On the threshold of the Great Mosque we met the Imām who told us how, before the miracle, before sterile men and barren women began coming here in pilgrimage, snow-white rabbits were seen to enter the sepulchre of the marabout and to emerge with their bellies so swollen that they ‘rolled against the ground’. A harlot noticed these prodigious rabbits which by merely crossing the mausoleum became heavy with young, and recognised them as the mischievous jinniyah female spirits who, in order to show human females the way, had taken the form of the animal which symbolises fecundity. The wretched woman, who for a long time had desired a son for her redemption, ran to pray at the tomb and her prayer was answered. Since then, the sanctuary has overflowed with ‘virgins who are becoming embittered by their celibacy, barren women, and mothers whose offspring have been cursed with some affliction’.
The most propitious moment, it seems, is Friday after the mid day prayer, and the pilgrimage must be repeated three Fridays running. The woman visits the tomb and after having craved her particular boon she lights the coloured candle she has brought with her and throws perfumed seeds into a brazier. After praying, she takes a jar and descends into the pool, removes her clothes and, when she is as naked ‘as a child washed by the midwife at the ceremony of the seventh day’, she performs the ritual of the great ablutions.

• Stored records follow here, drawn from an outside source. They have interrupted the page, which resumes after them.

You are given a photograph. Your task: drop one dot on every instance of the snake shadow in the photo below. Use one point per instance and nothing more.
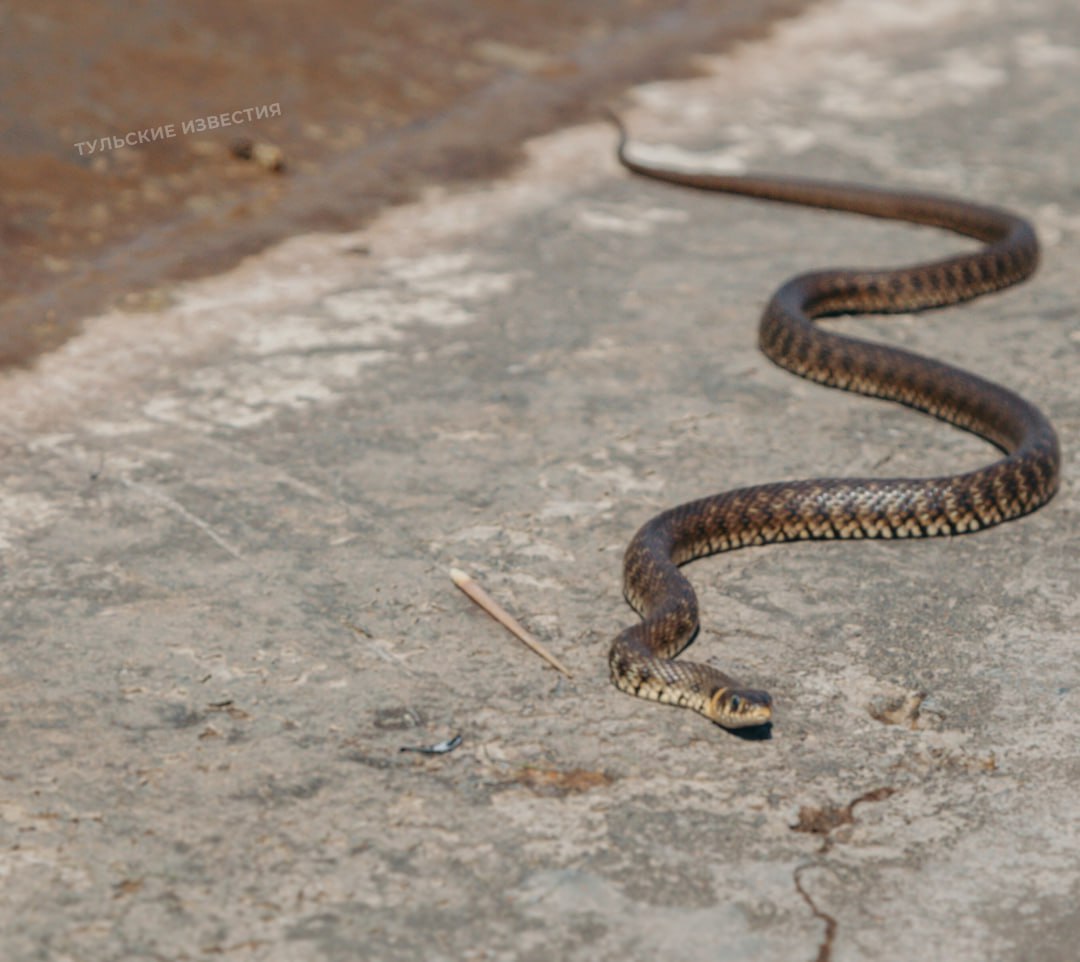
(755, 733)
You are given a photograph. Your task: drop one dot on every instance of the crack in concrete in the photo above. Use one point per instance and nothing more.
(822, 821)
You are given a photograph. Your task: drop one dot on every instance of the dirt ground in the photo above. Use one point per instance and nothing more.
(228, 519)
(376, 100)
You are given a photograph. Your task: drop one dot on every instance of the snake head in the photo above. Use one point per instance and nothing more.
(740, 707)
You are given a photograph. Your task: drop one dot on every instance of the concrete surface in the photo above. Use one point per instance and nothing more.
(227, 528)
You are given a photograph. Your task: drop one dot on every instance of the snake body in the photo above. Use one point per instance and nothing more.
(643, 656)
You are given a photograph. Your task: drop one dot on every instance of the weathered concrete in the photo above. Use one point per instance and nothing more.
(227, 528)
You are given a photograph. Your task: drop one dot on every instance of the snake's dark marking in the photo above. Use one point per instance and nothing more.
(643, 656)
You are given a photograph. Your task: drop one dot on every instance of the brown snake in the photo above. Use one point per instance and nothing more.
(643, 656)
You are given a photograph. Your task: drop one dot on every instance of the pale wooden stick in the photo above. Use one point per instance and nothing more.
(482, 598)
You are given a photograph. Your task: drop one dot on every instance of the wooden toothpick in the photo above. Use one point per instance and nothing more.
(477, 595)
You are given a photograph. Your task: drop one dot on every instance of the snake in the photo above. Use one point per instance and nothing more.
(643, 658)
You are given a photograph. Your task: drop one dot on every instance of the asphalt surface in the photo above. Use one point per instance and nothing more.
(227, 528)
(350, 106)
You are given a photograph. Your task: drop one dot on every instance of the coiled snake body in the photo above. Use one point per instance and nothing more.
(643, 656)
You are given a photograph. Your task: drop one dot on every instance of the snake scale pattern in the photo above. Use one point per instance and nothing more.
(643, 658)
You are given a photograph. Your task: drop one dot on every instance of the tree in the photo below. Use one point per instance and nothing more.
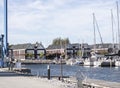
(41, 54)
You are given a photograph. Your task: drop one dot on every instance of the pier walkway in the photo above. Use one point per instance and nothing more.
(93, 83)
(13, 80)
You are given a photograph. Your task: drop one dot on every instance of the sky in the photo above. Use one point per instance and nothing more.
(31, 21)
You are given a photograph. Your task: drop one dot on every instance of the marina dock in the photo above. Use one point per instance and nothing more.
(94, 83)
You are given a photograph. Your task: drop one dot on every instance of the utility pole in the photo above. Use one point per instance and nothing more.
(118, 25)
(6, 27)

It is only very rarely that a woman does not become pregnant after this operation. The disappointed ones comfort themselves with the thought that their failure to conceive may be a blessing in disguise, since Allah often imposes a seeming misfortune on those for whom he has a special predilection.
The Imām was loquacious. Perhaps he was a little flattered by the interest of a Christian doctor in his religion. He explained to me that in ancient times the spring flowed not with water, but with blood – the blood of a jinn of the infernal regions – but the evil had entered into a serpent and disappeared, leaving only the benevolent element behind.
When I asked him what had become of the serpent full of maleficent power
he smiled in a gratified manner and told a story which left my companions open-mouthed.
One morning, it seems, the people of the city found at the spring a colossal serpent wound fifty times round upon itself, and asleep. It was as black as night and when it awoke it was seen that fire flashed from its eyes and smoke poured from its nostrils. Every now and again it threw itself a hundred cubits into the air, above the tallest palm trees, and then fell down again into the pool and drank it dry with one draught.
The terrified men and women ran to the saint, invoking his protection.
On the following night, at the head of a procession of unknown persons (who were without doubt saints and inhabitants of the kingdom of the good spirits), Sidi Abdesselām went to the spring. From a distance the listening crowd heard the murmur of the supernatural assembly, at times drowned by the chanting voice of the holy man pronouncing the most terrible exorcisms. In the meantime, the serpent lashed out furiously, tearing up centuries old olive trees with its tail and rending great holes in the ground. From that night the spring became pure and holy, and the serpent was seen no more.
Mahmud Ferjiani paid a very high price for a little of the dust from the wall of the tomb, with the intention of making it into plasters as soon as he returned home, to cure his child of ringworm.
I was beginning to suspect that four-fifths of human ailments responded to Sidi Abdesselām’s influence and I felt that it was rather mean of this four-centuries-dead saint to set himself up as a rival concern.
‘But why – if the holy man can cure all ills,’ I asked, ‘do so many sick people come to be treated at the dispensary?’
‘Ah, but you see,’ Mohamed ed-Dernàwi explained to me, ‘at the dispensary they do not pay.’